Liam shook his head. “On holiday.”
“Damn. Where?”
“Donegal. Up in Rathmullan. He has a house there.”
Craig thought for a minute. With a shooter on the loose he needed Liam’s firearms experience close by; he couldn’t afford him taking a five hour round trip to the Republic. He turned to Jake.
“Jake, as you’re leading this strand of work, find out exactly where Judge Standish is and then go there and get the warrants signed. If you apologise for disturbing him on holiday he’ll be fine.”
Jake nodded sharply and Liam could see that he wasn’t best pleased to be away from the action for a whole day. Too bad. He’d traipsed all over the country and done what he was told when he was a kid, it would do Jake no harm to do the same. It might teach him to learn to walk before he tried to sprint up the ranks. Craig continued.
“John saw his shooter, although he won’t be well enough to make a formal I.D. for a while.” He paused, waiting for the barrage of questions to start. They didn’t and Craig smiled. They knew him well enough to know that there was more. “It was a woman.”
A gasp ran through the group and they started muttering amongst themselves. Craig halted the babble with a glance.
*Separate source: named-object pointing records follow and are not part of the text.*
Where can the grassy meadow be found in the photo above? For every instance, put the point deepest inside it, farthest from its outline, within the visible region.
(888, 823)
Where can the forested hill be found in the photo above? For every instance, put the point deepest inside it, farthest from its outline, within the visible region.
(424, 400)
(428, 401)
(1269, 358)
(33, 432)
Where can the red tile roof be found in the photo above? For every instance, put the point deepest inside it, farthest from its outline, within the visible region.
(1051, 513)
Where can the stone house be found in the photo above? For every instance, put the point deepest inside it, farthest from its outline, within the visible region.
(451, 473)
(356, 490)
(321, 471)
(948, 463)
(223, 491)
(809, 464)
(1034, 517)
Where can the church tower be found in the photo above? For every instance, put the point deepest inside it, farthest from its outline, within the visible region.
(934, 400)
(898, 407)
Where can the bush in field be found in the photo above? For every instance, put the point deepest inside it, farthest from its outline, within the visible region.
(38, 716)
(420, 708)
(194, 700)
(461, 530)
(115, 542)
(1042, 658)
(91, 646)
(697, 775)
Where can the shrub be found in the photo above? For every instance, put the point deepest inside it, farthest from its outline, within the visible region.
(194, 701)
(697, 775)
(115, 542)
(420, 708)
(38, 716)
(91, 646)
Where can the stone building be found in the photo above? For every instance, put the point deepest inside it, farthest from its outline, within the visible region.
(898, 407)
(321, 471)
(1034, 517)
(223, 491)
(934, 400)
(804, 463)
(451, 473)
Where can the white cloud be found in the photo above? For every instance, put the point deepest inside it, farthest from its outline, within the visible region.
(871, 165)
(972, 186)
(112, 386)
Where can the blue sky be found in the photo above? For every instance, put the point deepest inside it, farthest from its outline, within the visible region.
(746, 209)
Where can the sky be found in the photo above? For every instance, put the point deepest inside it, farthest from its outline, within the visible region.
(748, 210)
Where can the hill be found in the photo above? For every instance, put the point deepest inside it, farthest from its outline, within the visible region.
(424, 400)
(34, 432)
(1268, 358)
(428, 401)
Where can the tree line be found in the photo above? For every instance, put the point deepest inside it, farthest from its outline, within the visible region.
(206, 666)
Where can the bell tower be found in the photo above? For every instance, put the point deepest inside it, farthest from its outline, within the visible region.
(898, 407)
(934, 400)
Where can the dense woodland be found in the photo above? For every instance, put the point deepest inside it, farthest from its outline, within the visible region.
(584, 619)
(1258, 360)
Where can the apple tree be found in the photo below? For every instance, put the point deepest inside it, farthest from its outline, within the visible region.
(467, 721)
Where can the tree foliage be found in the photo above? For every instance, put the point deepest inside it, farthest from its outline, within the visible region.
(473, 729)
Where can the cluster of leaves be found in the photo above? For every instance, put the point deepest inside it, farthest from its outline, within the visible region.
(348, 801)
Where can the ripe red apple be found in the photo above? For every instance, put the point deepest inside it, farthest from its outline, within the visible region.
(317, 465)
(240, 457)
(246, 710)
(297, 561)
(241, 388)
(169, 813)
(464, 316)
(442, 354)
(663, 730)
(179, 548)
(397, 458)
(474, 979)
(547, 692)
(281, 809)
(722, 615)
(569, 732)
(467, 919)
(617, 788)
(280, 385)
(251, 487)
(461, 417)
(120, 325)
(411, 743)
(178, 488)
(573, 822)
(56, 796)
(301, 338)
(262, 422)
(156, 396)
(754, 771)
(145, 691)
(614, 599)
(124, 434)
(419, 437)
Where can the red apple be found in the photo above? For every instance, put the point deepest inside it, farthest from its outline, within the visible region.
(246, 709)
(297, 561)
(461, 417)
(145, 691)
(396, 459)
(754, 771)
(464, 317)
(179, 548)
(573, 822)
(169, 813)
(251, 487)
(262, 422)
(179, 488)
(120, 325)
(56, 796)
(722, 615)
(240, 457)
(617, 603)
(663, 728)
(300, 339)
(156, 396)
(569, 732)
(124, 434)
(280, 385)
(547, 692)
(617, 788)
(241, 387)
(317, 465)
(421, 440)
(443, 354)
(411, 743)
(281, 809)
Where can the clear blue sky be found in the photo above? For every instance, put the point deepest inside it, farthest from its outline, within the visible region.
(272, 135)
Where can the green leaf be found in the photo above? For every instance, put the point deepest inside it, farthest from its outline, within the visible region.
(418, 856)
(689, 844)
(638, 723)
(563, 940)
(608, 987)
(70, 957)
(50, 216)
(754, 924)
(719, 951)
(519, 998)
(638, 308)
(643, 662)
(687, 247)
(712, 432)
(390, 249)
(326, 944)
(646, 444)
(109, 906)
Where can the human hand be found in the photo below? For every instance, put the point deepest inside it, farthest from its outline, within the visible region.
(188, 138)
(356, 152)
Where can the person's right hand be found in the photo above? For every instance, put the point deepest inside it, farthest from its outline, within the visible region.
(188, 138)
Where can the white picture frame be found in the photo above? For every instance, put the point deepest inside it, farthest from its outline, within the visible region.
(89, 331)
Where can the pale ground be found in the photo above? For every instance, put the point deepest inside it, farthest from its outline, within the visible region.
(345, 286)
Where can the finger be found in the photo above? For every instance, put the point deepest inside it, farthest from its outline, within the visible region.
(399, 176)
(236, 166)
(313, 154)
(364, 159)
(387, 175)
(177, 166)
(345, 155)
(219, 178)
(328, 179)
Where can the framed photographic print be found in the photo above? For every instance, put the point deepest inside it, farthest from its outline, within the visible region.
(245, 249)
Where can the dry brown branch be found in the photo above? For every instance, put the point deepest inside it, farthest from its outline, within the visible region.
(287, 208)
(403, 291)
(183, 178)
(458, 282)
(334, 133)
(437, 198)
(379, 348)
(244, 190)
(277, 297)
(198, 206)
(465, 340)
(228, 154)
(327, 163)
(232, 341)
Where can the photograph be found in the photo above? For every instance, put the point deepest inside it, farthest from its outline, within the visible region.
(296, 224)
“It doesn’t eliminate anyone on Jake’s list because they all use screen names, so it won’t help us much until we get behind those, but it’s interesting.”
“And unexpected, sir. Although God knows we’ve encountered enough female killers not to be shocked.”
“It still surprises me too, Annette. More so this time in some ways. Jessica Adams and Mai Liu used poison and knives, but guns are usually a man’s weapon.”
Craig was referring to the female protagonists in two murder cases they’d dealt with in the previous eighteen months.
Liam guffawed. “Not a bit of wonder they stick to knives, have you seen women’s scores on the firing range?”
Annette bristled and Craig could see a full scale row about to start, so he leapt in.
“Don’t generalise, Liam, and Annette, don’t overreact. Back to John. He says the woman was auburn with freckles. Her hair looked natural but it might have been dyed. Slim and tall, about five-feet-ten. Late twenties, early thirties.” He saw the smile twitching at Nicky’s lips and got the crack in before they did. “And no, it wasn’t D.I. McNulty before anyone cracks that joke.”
“How’d the Doc see so much, boss? He must have only had a split second.”
“God knows, but I’m sure John will explain when he’s better. Probably something to do with perception or physics, or something like that.” Craig could see Davy about to launch into a scientific explanation and he halted him mid-breath. “When the case is over, Davy, you and John can draw it on a graph for us, but for now let’s just carry on.”
Craig scanned their faces and stopped at Annette. She was staring at the floor, deep in thought.
“Annette? Have you thought of something?”
She nodded and scanned the group with a puzzled look on her face. “Am I the only one who remembers that it was a man who called us issuing threats? Now we have a female shooter. Are we looking for a couple?”
Craig nodded. “Maybe. It’s certainly a possibility. For now let’s just concentrate on what we have. OK. We have a tall, red-haired woman. The age range seems correct, late twenties to early-thirties, making her a teenager around the millennium which is the correct time frame for Jake’s game. The gothic keys we found link to the game, and the platinum that they’re made of may link to financial loss and suicide. That means that the answer to this is somewhere in the information that Jake and Davy are trying to find.”
He sipped his coffee and made a face, glancing pitifully at Nicky. She went to make a fresh pot while Craig allocated the work.
“Davy, keep searching on the four numbers we found and the connections between our victims. Annette and Liam, pay Conor Rogan and Nelson Warner’s wife another visit, and find out why neither of them mentioned Diana Rogan’s son being Nelson Warner’s. Follow up on Warner’s mistress as well. I want to know why Warner was alone in the love-shack mid-week if she was normally supposed to be there. Davy, chase up anything you can on the bullet and gun and once Jake gets back from Donegal get your heads together on the chat-room. I want real names and addresses by tomorrow please, not virtual ones.”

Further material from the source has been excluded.